Success has many fathers, but failure is an orphan – so the saying goes. Losing in politics is a particularly lonely place. For many of my parliamentary colleagues who lost seats, they’ve lost not just their job but also the people they worked with everyday who had become like family. Others will feel they have also lost a sense of purpose.

It’s why I’ve spent the last few days reaching out to colleagues who are no longer MPs. And while many are rightly personally disappointed, they also acknowledge that too many mistakes were made by the party as a whole. Even if many hardworking, decent individual MPs did not deserve to lose their seats, the Conservative Party certainly did not deserve to win.

As the dust settles and the post-election postmortem starts for the party, I hope we don’t rush to blame and instead rush to find answers.

The Conservative Party has just suffered a historic defeat. Our numbers in the House of Commons are the smallest we have ever had. For a party that has governed for most of the last century and the present one, this is a difficult place to be. It’s why we need to accept this defeat with contrition and humility. The electorate overwhelmingly have told us that we do not have the answers to the big issues of our time, and we are not the people they want to be running the country.

We must therefore start the rebuilding exercise by having a period of quiet contemplation and thoughtful evaluation. Self-reflection must override a desire to blame or a lurch to lead.

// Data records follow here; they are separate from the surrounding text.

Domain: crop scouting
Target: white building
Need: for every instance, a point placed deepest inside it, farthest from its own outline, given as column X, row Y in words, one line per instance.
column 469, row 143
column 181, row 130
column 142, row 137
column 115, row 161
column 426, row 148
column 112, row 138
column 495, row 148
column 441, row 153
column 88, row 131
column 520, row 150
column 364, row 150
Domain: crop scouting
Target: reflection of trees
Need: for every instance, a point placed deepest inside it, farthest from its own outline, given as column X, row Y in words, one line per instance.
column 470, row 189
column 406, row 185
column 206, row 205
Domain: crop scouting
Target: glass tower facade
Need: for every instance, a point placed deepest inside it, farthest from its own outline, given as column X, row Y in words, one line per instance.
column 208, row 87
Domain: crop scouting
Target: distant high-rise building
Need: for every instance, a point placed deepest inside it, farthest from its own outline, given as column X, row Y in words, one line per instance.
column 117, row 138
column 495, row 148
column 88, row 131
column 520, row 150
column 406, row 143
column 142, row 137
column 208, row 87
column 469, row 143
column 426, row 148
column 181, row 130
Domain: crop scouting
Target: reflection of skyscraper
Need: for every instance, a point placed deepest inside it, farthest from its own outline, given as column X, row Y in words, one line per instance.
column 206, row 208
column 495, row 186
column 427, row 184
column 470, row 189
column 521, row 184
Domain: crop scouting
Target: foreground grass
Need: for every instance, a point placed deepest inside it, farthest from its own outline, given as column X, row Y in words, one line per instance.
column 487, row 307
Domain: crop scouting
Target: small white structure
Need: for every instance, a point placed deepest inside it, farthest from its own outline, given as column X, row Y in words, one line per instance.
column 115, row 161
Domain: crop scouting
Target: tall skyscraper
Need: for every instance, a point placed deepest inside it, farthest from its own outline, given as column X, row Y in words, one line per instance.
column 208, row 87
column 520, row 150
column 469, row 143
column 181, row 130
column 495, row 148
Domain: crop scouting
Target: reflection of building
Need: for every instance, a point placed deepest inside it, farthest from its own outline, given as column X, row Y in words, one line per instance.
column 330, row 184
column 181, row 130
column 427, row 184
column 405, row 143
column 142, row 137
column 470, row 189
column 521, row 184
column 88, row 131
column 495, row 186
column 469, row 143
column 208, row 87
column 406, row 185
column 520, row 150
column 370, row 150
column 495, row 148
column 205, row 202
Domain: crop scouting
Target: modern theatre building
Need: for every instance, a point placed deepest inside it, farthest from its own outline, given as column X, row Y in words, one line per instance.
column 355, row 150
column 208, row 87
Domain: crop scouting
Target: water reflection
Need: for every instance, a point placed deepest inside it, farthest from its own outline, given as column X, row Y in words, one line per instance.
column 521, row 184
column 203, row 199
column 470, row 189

We need to focus on getting the questions right, not on finding the answers. We need to ask ourselves not just where we went wrong but why we went wrong. We need to ask why we became so factional and fractious, why the wish to lead overrode our duty to serve and why we allowed ourselves to believe that espousing slogans would deliver services.

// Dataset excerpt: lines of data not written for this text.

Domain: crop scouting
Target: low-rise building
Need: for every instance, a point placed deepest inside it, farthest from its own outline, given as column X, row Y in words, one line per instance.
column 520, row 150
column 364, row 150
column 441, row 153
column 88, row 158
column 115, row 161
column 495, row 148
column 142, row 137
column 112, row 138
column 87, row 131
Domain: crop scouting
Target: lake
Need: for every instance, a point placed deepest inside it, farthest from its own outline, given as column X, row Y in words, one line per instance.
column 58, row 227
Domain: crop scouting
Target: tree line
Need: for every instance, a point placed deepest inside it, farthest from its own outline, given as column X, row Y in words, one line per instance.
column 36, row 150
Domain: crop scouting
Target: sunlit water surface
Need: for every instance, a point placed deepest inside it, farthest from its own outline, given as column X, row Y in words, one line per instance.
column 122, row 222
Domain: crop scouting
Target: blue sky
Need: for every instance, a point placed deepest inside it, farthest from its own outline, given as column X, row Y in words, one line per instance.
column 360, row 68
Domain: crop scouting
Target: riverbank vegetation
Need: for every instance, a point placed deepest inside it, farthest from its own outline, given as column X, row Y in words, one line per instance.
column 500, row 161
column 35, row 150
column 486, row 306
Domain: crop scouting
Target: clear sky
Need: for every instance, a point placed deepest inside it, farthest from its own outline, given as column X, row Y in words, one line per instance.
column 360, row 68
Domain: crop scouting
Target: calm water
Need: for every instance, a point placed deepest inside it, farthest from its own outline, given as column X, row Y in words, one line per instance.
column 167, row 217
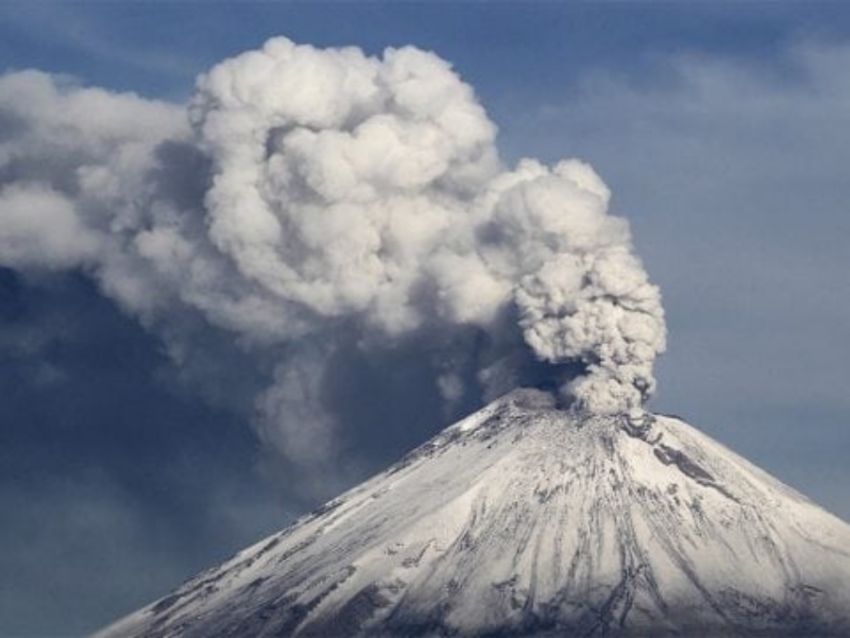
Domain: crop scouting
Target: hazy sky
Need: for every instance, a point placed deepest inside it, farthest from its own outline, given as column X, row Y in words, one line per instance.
column 723, row 132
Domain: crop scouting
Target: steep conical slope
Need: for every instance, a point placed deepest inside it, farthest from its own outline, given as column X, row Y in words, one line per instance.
column 521, row 520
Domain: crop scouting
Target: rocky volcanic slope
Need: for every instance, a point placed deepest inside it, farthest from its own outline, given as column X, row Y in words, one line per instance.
column 523, row 520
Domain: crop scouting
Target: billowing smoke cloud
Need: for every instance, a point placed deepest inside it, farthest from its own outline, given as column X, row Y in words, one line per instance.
column 311, row 202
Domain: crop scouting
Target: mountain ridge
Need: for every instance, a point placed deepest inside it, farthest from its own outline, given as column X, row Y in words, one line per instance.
column 524, row 519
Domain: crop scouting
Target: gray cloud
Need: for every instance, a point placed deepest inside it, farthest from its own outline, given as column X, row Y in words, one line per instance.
column 734, row 175
column 315, row 202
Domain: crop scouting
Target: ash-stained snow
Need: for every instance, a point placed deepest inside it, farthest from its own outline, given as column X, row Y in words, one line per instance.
column 526, row 520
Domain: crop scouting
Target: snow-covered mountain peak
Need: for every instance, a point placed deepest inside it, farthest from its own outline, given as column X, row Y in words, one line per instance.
column 524, row 519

We don’t need policies; we are not getting ready to form a government, but to form an opposition. We don’t need to provide the answers; our answers to the big issues were rejected by the electorate, as were we. And we need to be gracious in defeat – that starts with being a loyal opposition.

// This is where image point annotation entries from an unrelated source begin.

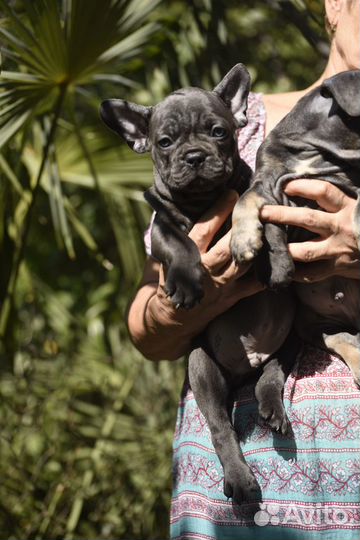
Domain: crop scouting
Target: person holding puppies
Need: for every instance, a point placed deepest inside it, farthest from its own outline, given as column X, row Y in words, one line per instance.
column 309, row 479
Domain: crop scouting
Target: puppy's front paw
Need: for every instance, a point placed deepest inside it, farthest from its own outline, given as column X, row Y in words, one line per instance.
column 246, row 239
column 184, row 285
column 271, row 407
column 240, row 484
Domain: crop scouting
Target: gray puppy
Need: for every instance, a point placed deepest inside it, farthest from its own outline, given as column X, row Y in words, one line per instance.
column 319, row 138
column 192, row 139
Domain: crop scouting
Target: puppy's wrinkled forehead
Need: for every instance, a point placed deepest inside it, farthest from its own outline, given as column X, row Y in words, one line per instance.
column 190, row 109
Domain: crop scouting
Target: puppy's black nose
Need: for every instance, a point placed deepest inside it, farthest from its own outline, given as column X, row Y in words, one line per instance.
column 195, row 159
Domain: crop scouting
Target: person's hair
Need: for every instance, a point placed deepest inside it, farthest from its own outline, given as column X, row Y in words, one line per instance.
column 331, row 29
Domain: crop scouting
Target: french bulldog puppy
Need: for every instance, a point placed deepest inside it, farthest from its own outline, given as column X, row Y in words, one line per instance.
column 319, row 138
column 192, row 139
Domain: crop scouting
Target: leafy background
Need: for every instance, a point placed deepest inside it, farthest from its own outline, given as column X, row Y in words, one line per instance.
column 86, row 422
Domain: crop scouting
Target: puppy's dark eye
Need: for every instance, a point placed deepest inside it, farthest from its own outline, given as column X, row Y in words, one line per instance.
column 164, row 142
column 218, row 132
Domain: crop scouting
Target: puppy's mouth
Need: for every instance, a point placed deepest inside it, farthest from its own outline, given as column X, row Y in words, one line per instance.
column 203, row 177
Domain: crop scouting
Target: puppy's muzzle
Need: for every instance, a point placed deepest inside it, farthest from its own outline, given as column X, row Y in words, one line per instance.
column 195, row 158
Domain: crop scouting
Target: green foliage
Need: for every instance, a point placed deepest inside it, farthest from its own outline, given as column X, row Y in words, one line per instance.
column 86, row 423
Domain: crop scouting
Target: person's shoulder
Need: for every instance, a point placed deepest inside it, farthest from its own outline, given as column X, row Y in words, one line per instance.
column 279, row 105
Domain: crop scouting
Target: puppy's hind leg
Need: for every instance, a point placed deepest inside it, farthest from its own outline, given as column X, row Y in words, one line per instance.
column 270, row 386
column 212, row 393
column 348, row 347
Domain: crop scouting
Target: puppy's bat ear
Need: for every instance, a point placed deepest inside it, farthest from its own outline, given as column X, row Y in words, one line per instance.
column 234, row 90
column 344, row 88
column 128, row 120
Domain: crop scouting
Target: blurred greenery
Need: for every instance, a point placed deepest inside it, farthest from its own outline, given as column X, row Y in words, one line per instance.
column 86, row 422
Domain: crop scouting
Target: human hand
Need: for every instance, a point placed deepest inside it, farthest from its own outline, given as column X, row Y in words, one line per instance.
column 335, row 251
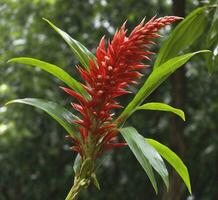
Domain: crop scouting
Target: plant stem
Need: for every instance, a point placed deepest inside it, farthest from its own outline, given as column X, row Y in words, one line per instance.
column 74, row 191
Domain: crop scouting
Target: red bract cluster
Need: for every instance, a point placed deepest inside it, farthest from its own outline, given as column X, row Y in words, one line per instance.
column 117, row 65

The country needs a period of calm, stable, dare I say, even boring government. And the opposition needs to support that rather than provide drama.

Prime Minister Keir Starmer has started well. A quick appointment of his Cabinet, a Saturday morning Cabinet meeting, a Downing Street press conference and the announcement of an all-nations tour had an air of a new team efficiently getting on with the job. This Cabinet, many from tough and humble beginnings, reflects the values, feel-good factor and belief that this country can offer the opportunities for anyone, irrespective of your start in life, to reach the top. It’s a message of hope much needed after what has felt like a period of entitlement culture.

Some key and unexpected appointments like Richard Hermer KC as attorney general, James Timpson as prisons minister and Sir Patrick Vallance as science minister signal a desire to use experts and hopefully a move back to evidence-based policy making.

The Conservatives should both welcome this and learn from it. Populist slogans didn’t work for the election, and we shouldn’t cling to them in opposition.

We mustn’t oppose everything; we should rightly question, inquire and interrogate the new Government’s decisions but not constantly criticise and take political swipes.

The electorate have chosen them, not us; if we seek to do our job, we must start by respecting that very recent and very clear decision.

And we must rebuild the party. We need to strengthen our core, the central party HQ needs to be restored and resourced, we need to rebuild our membership and rekindle our relationship with the voluntary party, many of whom have been trampled over during recent candidate selections. We need to recruit administrators and organisers before the bright policy minds.

We need to bring back into the fold the colleagues and communities we excluded, marginalised and demonised. We need to build a broad church and reach out to those who still represent us at all levels: town, council and county councillors and members of the Lords. We need to use this defeat and ensure that this failure is the mother of all successes.